Youth without youth
No es difícil saber cuál será un buen film y cuál nunca podrá ser concebido así ya desde el momento mismo de la concepción del equipo técnico. Hay la afección entre distintos artistas. Y allí, donde ella emana, es que uno debe conceptualizar o expectar, quizás, por un nuevo film.
En un mes y medio se estrenará la última película terminada de Francis Ford Coppola, en La Festa del Cinema en Roma.
Entre ególatras declaraciones, dijo el director abiertamente a los medios italianos: “Todos los festivales querían mi nueva película, pero yo no quería ir porque creo que los festivales son algo superado”. El evento romano despierta sin embargo todo tipo de expectación tanto en medios nacionales como internacionales.

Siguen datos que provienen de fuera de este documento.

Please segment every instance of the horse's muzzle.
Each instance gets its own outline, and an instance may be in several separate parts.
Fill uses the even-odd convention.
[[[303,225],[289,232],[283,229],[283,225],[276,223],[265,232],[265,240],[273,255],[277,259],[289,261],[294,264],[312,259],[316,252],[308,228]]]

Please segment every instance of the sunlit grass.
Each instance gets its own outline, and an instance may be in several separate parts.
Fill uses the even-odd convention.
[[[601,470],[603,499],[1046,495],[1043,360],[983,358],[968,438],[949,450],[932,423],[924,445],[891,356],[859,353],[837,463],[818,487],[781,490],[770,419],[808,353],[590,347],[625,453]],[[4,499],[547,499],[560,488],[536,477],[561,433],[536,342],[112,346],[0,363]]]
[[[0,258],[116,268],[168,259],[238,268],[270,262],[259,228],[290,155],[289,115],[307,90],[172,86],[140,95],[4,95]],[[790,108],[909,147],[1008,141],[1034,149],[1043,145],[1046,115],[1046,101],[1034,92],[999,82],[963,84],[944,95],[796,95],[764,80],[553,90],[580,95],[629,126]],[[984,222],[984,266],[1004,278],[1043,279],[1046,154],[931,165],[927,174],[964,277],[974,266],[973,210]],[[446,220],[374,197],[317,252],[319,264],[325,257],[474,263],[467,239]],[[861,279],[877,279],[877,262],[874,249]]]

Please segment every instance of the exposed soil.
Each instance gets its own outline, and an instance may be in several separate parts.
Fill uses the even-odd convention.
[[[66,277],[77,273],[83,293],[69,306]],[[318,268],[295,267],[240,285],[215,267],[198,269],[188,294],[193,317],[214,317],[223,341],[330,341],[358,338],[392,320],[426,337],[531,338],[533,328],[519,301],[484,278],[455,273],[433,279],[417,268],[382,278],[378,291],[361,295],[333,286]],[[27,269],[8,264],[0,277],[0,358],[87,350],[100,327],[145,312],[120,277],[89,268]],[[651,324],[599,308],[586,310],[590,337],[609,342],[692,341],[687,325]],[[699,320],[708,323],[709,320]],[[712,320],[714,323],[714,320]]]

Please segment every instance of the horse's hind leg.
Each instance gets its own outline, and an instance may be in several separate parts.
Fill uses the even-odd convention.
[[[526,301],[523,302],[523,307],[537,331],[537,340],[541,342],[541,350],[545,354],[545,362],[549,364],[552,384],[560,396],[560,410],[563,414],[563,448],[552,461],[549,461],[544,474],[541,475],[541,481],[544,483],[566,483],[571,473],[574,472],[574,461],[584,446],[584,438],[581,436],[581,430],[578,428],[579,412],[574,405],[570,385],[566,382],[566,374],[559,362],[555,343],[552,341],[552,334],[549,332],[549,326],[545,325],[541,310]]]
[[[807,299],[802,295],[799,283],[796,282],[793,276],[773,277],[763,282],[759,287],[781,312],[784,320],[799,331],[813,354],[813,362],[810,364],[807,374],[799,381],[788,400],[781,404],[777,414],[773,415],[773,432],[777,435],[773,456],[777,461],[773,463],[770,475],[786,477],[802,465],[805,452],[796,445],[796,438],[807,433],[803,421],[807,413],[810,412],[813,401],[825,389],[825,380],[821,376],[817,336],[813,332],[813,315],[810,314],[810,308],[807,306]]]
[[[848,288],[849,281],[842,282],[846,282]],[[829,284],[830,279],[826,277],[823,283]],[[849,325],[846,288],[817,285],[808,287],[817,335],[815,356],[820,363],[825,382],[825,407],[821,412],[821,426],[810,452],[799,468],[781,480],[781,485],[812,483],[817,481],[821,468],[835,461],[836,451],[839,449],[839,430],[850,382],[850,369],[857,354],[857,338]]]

Pese a la soberbia adquirida merecidamente por el Sr Coppola, se siente una mayor intriga por el nuevo film debido a la calidad plasmada en él. En una reciente conferencia sobre Urbanismo y Arte, en la ciudad de Buenos Aires, se presentó en una ponencia como invitado el compositor argentino Osvaldo Golijov, el mismo en quien confió Coppola para que se haga cargo de la música de sus dos últimas películas a estrenar. Allí, el arraigado estilo contemporáneo de este artista se vio plasmado libremente en el film, aunque bajo la consulta del director, obviamente erudito también en el arte de la música. En dicha conferencia Golijov habló del intercambio entre las áreas lograda en el esperado film, destacando al participación intrínseca entre el director, el compositor y el editor, Elater Murch (el mismo de Apocalypse Now).
En fin, expectación por algo que se lo merece, tanto como para no necesitar de ella.